Posted By Reserve Officers Association, Wednesday, August 26, 2015
Updated: Friday, May 13, 2016

GAO is completing a study on mental health treatment services for members of the Armed Forces and ROA sat down with them to give the Reserve Component perspective. GAO is an independent, nonpartisan agency that works for Congress and investigates how the federal government spends taxpayer dollars.

They contacted ROA, “Because ROA represents the interests of military servicemembers, GAO is interested in learning about issues related to the availability of, and access to, mental health treatment services within the Military Health System.”

They will examine availability and access issues for active duty, Reserve, and National Guard members in both deployed and non-deployed (within the US and abroad) units. ROA believes access is currently hampered because of several barriers that exist in the Department of Defense and the Department of Veterans Affairs.

To help increase access for RC servicemembers ROA is developing the TRICARE Reserve Choice proposal that would expand the number of healthcare and specialty providers. This proposal overcomes many of the barriers RC members currently face and they would be able to find the best healthcare program to meet their needs and those of their family.

ROA believes access would increase if the Guard and Reserve medical records were centralized in order to present an entire case history of medical care that is needed to provide a full and complete assessment of mental health needs. RC members can have medical records at their assignment, each temporary duty assignment location, and civilian employee provider.

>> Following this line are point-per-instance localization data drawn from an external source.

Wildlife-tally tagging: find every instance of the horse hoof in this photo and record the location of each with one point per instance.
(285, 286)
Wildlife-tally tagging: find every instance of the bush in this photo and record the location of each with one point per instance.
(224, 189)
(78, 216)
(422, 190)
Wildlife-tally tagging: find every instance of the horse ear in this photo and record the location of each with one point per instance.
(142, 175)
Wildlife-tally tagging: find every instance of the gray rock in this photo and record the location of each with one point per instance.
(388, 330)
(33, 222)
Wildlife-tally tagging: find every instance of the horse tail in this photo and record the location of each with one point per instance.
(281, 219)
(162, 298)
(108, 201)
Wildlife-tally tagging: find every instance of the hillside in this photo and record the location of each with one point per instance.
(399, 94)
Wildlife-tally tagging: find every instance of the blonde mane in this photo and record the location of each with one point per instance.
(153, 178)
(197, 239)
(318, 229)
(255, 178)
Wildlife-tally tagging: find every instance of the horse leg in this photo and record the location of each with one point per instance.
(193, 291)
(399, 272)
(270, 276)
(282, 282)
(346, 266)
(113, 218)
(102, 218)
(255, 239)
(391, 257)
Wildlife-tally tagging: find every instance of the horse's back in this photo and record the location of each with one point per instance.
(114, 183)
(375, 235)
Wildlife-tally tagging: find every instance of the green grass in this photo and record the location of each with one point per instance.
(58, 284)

A corresponding change to increase the number of RC disabilities processed by VA would also be needed to increase access to mental health specialist. The RC currently has the lowest approval rating, due in part to incomplete Service Treatment Records.

ROA advised GAO that access could be increased by DoD adopting telemedicine by offering counseling for rural and highly rural Guard and Reserve members who do not have mental health specialist in their communities. Better yet would be to provide coping skills and techniques for servicemembers to use in the unique operation and conflict environments they encounter to keep the nation safe.

An event at ROA for mental health will be the American Legion Symposium, 26-27 September 2015, on Post Traumatic Stress and Traumatic Brain Injury.

In the past, ROA hosted a Defense Education Seminar, Innovations in Meeting the Mental Health Needs of Military Service Members and Veterans, on 16 July 2014 to examine mental health challenges facing the military and veterans and outline clinical, policy and legislative solutions to address these challenges. The seminar consisted of three panels:

  • Clinical and Research Perspective: Screening, identification, prevention, and treatment of mental health disorders.
  • Policy Perspective: Programs and outreach efforts to improve access to mental health services.
  • Legislative Perspective: Legislative solutions to improve mental health care for military and veterans.